# Somebody left the gate open!!



## chiefmike (Apr 7, 2009)

One of you guys up north forgot to close that dang gate. Another late freeze here last night...down to the mid 20's...after a week of 80s. 

Most of the vineyards in north and west Texas are reporting 75-100% losses...me included. This was actually our third later-than-usual freeze in the past 2 weeks, and it was the worse one. Many of the vines here were just pushing their blooms from 10 to 15 inch shoots..from secondary buds.

Oh well...there's always next year.


----------



## grapeman (Apr 8, 2009)

Well that isn't good Mike.
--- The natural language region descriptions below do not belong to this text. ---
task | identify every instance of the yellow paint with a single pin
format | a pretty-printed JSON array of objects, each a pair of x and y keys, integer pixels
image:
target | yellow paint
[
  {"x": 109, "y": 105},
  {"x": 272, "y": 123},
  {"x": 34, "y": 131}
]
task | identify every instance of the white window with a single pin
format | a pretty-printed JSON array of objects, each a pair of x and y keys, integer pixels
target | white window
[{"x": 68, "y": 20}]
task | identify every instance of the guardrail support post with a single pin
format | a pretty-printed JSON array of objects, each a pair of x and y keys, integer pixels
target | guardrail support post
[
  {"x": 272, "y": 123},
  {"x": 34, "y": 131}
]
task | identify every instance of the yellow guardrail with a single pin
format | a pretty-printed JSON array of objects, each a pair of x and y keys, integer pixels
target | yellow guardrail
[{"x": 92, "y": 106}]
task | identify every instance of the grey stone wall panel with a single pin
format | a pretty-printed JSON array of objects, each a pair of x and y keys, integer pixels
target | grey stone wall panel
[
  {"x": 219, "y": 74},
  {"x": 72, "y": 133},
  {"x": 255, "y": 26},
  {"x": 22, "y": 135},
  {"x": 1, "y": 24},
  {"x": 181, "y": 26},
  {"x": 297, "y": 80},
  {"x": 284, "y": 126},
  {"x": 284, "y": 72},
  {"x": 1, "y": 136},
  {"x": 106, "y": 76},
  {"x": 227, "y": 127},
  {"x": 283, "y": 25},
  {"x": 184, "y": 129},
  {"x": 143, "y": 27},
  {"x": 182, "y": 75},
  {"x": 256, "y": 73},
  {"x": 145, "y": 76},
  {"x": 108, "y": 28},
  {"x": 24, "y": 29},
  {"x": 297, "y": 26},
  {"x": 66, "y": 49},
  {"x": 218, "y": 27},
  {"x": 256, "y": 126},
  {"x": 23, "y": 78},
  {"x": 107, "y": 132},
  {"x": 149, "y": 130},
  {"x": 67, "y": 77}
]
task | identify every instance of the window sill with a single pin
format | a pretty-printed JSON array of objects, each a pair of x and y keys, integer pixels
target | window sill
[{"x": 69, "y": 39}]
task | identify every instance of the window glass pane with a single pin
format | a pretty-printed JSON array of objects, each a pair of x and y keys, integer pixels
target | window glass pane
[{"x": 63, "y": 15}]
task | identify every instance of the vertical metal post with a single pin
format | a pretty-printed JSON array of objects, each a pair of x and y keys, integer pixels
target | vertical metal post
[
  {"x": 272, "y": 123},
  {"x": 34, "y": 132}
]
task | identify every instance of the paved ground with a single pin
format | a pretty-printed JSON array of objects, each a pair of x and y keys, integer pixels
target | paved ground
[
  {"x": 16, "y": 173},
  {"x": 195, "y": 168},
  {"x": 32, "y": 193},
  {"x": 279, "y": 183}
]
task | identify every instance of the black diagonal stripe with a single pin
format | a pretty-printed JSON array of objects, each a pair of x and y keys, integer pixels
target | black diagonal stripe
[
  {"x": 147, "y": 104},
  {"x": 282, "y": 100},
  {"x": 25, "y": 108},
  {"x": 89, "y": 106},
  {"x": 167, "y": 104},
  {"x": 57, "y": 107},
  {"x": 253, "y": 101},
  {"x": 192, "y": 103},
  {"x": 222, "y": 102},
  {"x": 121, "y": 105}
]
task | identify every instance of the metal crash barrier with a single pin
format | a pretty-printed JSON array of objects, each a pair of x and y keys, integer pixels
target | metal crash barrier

I didn't leave the door open. I think it was one of those guys from Mini-soda.............. 


I don't remember if you mentioned it before. What grapes do you grow there in Texas?


----------



## vcasey (Apr 8, 2009)

That cold seeped in to Florida as well! Fortunately for us we were ready and covered the bananas. The rest don't mind and it only got down to 46 (hey that is cold for us!) for an hour or so. Hopefully that will be the last of the cold and Hurricane season is just around the corner!
VPC


----------



## grapeman (Apr 8, 2009)

It has been snow flurrying again all morning here. I'm ready for it to end. We had a dusting on the ground this AM, but the farther south I went the deeper it got (still just an inch).


----------



## JWMINNESOTA (Apr 8, 2009)

vcasey said:


> That cold seeped in to Florida as well! Fortunately for us we were ready and covered the bananas. The rest don't mind and it only got down to 46 (hey that is cold for us!) for an hour or so. Hopefully that will be the last of the cold and Hurricane season is just around the corner!
> VPC









We got up to 46 today..warm spring weather!


----------



## grapeman (Apr 8, 2009)

We made it to 37 with 25 mph breezes.................


----------



## vcasey (Apr 8, 2009)

Our low this morning was 46 .... high 70 and we are expecting highs to be in the low 80s for the next week, no high winds (we had steady 40 mph winds yesterday) and maybe even a little rain.
VPC


----------



## chiefmike (Apr 10, 2009)

Wow...what a year. Wildfires in our area have consumed over 50,000 acres over the past three days. We freeze on Monday and then burn up through the rest of the week. My vineyard is ok so far, but several others have been completely destroyed. Two towns nearby have been completely consumed...yes, I said completely...every house, barn, etc. Sadly, two persons have perished.


----------



## Wade E (Apr 10, 2009)

It was probably 1 of my kids, they are always leaving things open!


----------



## vcasey (Apr 11, 2009)

wade said:


> It was probably 1 of my kids, they are always leaving things open!



I would love to be able to tell you its gets better as they get older.... My 22 year old forgot to close the garage door after he mowed and left for work! 
VPC


----------



## grapeman (Apr 11, 2009)

It's even worse when they forget to open the garage door before they back out


----------



## JWMINNESOTA (Apr 11, 2009)

Saw a lot of those fires when we lived in AZ. Lets hope no more loss of life in these Chief!


----------